En la misma conversación también está el que duda, no porque quiera saber, no, no, pregunta por tocar los cojones: "¿Y quién manda entonces?" Y aquí es donde viene el verdadero problema: cómo le explicas a un individuo, de cierta edad, que ha pasado toda su vida viviendo del erario público, en los mejores y más tranquilos años que ha tenido España en su historia, que estamos gobernados por el demonio. Simplemente, no puedes decirlo a no ser que quieras quedar como un indigente mental y quedes defenestrado mirando el culo de tu vaso de licor de hierbas (a veces lo hago, lo reconozco). Entonces, si tienes ganas, que a veces faltan, le explicas el siguiente escalón de la pirámide de poder, los fondos de inversión, que si BlackRock, etc., y bueno, si no desfalleces en el intento, más o menos puede que cuele. Eso sí, ni se te ocurra subir otro nivel, pues, como nombres masonería, vaticano o jesuitas, verás como un ojo le da vueltas (como un muñeco loco) y una sonrisa idiota se le dibuja en la cara y ya estás perdido.
El problema de todo esto no es que sepan más o menos, que se crean que vienen de un mono o que los dinosaurios eran reales, no, no; el problema es que nos afecta directamente en todas nuestras vidas, también en la mía, aunque no lo vean. Vivimos en un simulador perfectamente confeccionado para nosotros, para tenernos tontitos y semifelices. Son tantas las mentiras, y está todo tan embarrado, que es difícil discernir qué es verdad y qué no. Y para qué entonces, algunos damos la tabarra sin cesar, se preguntarán algunos; pues muy simple, a mayor número de gente que empiece a ver, menos posibilidades tienen de seguir engañándonos y más libres seremos, es cuestión de masa crítica. El tema es muy profundo, tan profundo que da miedo; vivimos en una secta en donde incluso se nos sacrifica, y qué les pasa a los que están dentro de la secta: lo primero que pierden es el dinero, luego la sensatez y luego la salud. Todos sabemos lo difícil que es hacer entender a un individuo que está metido en un pozo.
Hay que dar la batalla, no perder la esperanza, porque el humano es mucho más de lo que cuentan; de hecho, tiene un valor incalculable. Su espíritu (ese desconocido por muchos engendros del demonio) es magnífico, tan magnífico como la creación, como la belleza inicial, como el cantar de las estrellas.
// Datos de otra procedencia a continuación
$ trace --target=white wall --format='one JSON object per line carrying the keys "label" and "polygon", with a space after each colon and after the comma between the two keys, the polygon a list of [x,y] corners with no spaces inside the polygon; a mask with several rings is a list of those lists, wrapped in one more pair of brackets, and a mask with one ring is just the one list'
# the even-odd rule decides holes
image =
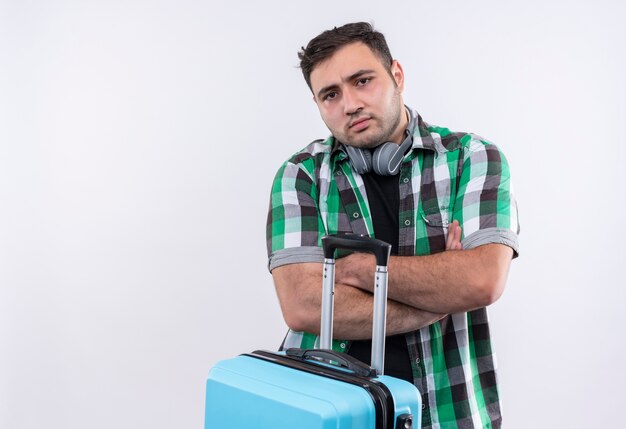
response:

Somos mucho, y nos han hecho creer que no somos nada, y así nos va. Incluso sigue habiendo gente que muere de hambre, pobrecitos; otros que mueren en la guerra (de intereses económicos), otros que se creen el cuento climático, otros que todavía se ponen la vacuna de la gripe. Así no avanzamos; la gente está acostumbrada a la tragedia. En fin, seguiré quedando como un imbécil de vez en cuando; merece la pena.